Dans les ruelles d’Alger Centre, les boutiques de décoration attirent les foules. Lanternes, bougies, guirlandes, étoiles et croissants illuminent les intérieurs algériens. Depuis quelques années, cette pratique se répand, transformant les foyers pour accueillir le mois sacré avec faste.
“Il faut accueillir ce mois avec joie et bonne humeur. Ma mère ressortait un service de vaisselle spécial Ramadan et on aménageait un coin de prière. Repeindre la maison était presque une tradition en Chaabane”, raconte Fatima, une mère de famille en quête de toile cirée.
Mais d’où vient cette coutume ? L’histoire raconte qu’à l’ère fatimide, le calife Al-Moezz li-Dine Allah est entré au Caire une nuit de Ramadan, accueilli par une marée de lanternes. Ainsi naquit la tradition d’illuminer les rues et les maisons.

“Ce sont des innovations modernes. Les fawaniss viennent d’Égypte, ce n’est pas une tradition algérienne”, affirme Ahmed, un client sceptique face à cette mode. Pourtant, les vendeurs peinent à suivre la demande, confirmant une véritable frénésie d’achat.

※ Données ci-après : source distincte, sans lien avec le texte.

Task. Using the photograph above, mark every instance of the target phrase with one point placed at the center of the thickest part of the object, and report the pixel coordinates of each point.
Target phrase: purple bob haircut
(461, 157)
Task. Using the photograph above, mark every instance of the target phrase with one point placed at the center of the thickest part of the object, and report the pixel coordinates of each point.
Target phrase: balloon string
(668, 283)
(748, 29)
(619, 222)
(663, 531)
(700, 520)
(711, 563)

Décoration: Un boom du e-commerce
Sur les réseaux sociaux et les marketplaces, la demande sur la décoration spécial ramadan explose. Du textile à l’électroménager, tout s’arrache. “Ramadan est notre meilleure saison. Nos chiffres d’affaires compensent les pertes de l’année”, confie Abderraouf, e-commerçant en électroménager.

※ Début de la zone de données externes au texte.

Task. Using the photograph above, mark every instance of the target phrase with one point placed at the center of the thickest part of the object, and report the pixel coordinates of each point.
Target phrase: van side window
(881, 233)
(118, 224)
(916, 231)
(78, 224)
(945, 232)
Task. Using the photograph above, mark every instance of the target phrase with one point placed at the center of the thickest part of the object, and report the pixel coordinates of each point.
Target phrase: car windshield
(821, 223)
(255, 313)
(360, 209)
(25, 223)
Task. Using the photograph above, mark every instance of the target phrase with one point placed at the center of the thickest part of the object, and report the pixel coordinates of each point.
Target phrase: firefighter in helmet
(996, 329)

Les femmes, souvent moteurs de ces achats, investissent dans des coins de prière tendance, des livres du Coran colorés et personnalisés, des tapis de prière assortis et des robes d’hôtesse. Même les marchands de meubles font fortune. “Ramadan, c’est le moment des grands repas et des réunions familiales. La table devient essentielle”, explique Salim, vendeur de meubles à Koléa. La concurrence est rude, et les e-commerçants redoublent d’efforts jusqu’aux derniers jours du mois sacré. Les budgets publicitaires doublent de volume.

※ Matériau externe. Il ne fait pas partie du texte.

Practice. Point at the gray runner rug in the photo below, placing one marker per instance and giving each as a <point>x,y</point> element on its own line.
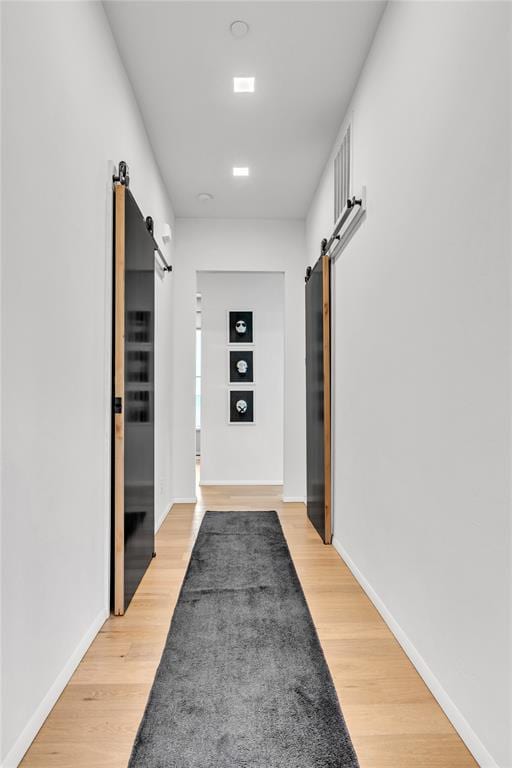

Un Ramadan sous le feu des projecteurs

L’essor de cette tendance de décoration s’explique en partie par l’influence des réseaux sociaux. Instagram, TikTok et YouTube regorgent de créateurs de contenu exhibant leurs intérieurs soigneusement décorés. “On a fait de Ramadan une sorte de Noël musulman. Les marques ont compris que nous sommes de gros consommateurs”, déplore Zahra.
“Ce qui compte, c’est l’humilité et la solidarité. Plutôt que d’acheter des décorations, je préfère aider une famille dans le besoin”, affirme Sidali, un sexagénaire attaché aux valeurs traditionnelles.
Si cette démarche peut sembler superficielle, elle témoigne aussi d’un besoin de renouveau et de convivialité. Entre tradition et modernité, le Ramadan algérien se réinvente, oscillant entre spiritualité et marketing.